ManagementSpeak: Why do you have to make things so complicated?
Translation: You went beyond the two-syllable limit!
Alternate Translation: I’m too busy to give this more than a 3 second glance. It must be your fault.
IS Survivalist Bryan Mullinax uncomplicates the specifications for an executive summary.

Hitting a pitched baseball is the most difficult job in professional sports, or so I’m told. According to my back-of-the-envelope calculations, only about 1% of the strike zone yields a solidly struck ball, and the batter has less than a half second to get his bat there, swung hard enough so the ball at least clears the infield.

It isn’t easy, which is why anyone who can do so a third of the time receives a lot of money to play a game.

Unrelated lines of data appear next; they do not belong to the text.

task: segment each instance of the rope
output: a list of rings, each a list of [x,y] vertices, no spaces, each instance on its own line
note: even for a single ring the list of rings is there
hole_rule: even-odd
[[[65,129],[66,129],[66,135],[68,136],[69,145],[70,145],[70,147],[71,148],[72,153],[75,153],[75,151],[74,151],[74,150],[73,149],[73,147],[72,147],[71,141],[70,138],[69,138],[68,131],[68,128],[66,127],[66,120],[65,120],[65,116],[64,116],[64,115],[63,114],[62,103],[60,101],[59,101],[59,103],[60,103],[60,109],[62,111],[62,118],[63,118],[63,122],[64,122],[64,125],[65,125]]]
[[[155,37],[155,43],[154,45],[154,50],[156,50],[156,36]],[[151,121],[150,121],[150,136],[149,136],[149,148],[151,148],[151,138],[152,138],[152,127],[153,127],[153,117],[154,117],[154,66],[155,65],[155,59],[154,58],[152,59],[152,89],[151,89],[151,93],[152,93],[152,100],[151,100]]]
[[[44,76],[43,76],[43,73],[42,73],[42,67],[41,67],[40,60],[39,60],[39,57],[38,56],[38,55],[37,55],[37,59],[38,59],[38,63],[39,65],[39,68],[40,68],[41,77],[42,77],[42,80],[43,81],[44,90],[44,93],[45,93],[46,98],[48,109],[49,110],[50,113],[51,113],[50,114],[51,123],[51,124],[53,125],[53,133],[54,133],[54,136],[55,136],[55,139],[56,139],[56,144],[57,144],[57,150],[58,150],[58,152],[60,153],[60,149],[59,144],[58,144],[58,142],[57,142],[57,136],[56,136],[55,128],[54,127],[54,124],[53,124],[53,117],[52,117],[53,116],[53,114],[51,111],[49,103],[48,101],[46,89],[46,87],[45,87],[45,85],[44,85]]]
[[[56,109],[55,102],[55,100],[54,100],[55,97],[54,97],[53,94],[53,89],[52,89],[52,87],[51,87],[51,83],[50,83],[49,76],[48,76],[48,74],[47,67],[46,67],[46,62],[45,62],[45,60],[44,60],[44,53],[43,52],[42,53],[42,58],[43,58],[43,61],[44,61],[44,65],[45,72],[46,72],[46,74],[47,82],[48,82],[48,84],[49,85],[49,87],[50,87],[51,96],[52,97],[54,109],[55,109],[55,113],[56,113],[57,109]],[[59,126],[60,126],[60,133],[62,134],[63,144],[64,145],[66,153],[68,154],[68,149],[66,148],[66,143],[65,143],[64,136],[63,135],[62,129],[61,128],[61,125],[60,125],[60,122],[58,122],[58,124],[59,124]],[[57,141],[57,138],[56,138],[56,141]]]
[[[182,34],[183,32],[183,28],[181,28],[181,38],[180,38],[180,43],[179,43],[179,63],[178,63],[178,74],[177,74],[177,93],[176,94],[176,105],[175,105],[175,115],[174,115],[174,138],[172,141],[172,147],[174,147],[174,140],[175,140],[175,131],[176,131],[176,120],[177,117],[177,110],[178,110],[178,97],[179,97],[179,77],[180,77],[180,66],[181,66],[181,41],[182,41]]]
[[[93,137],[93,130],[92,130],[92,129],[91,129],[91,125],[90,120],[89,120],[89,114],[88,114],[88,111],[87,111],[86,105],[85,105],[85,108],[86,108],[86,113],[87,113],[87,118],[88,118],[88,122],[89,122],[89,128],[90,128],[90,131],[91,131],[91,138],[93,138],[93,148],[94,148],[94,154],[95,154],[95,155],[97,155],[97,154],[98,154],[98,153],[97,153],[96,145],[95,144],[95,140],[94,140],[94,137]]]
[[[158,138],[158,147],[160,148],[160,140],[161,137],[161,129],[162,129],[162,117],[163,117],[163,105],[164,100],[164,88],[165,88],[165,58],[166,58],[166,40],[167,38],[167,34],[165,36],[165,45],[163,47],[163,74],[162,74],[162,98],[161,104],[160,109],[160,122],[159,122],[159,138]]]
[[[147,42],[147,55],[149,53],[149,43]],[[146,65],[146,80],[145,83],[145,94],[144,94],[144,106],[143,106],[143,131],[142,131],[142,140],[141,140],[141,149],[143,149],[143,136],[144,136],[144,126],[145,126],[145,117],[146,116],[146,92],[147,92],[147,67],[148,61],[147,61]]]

A recent column likened this task to customer relationship management (CRM) or supply chain management (SCM) projects, suggesting that the 30% success rates reported for them aren’t all that bad. Quite a few readers objected to the comparison. They’re right, too: CRM and SCM make hitting a baseball seem easy.

CRM and SCM require strategic change. As I use the terms, tactical change results in business improvement — your measures get better — while strategic change redefines your goals, and as a result changes what you measure.

Strategic change is much, much harder. Why?

Tactical change involves three organizational dimensions: Process, technology, and employee skills. Typically, you begin with process redesign, then design the technology the new process will need, and finish with a training program for all affected employees.

That’s hard enough. But it’s far simpler than strategic change, which may involve as many as seven other dimensions of change as well — all interconnected and interdependent.

Strategic change looks outside the company as well as inside. Looking out, you may need to redefine relationships with customers and vendors, along with your products, and pricing. You need to anticipate how the marketplace you operate in will evolve, and you need to pay careful attention to your “messages” — communication through all media, from advertising to conversations between customers and your call centers.

Internal change gains complexity, too, because you can’t stop with process, technology and skills. Usually, strategic change leads to structural change as well — how you’re organized, your compensation system, and the criteria and paths by which you advance employees. Nor can you ignore the corporate culture.

Some companies say they’re implementing CRM when what they’re really doing is installing a contact management system. That’s a tactical change, and isn’t really all that difficult. True CRM, or SCM, or any other strategic change is a whole lot harder.

In fact, it’s a whole new ball game.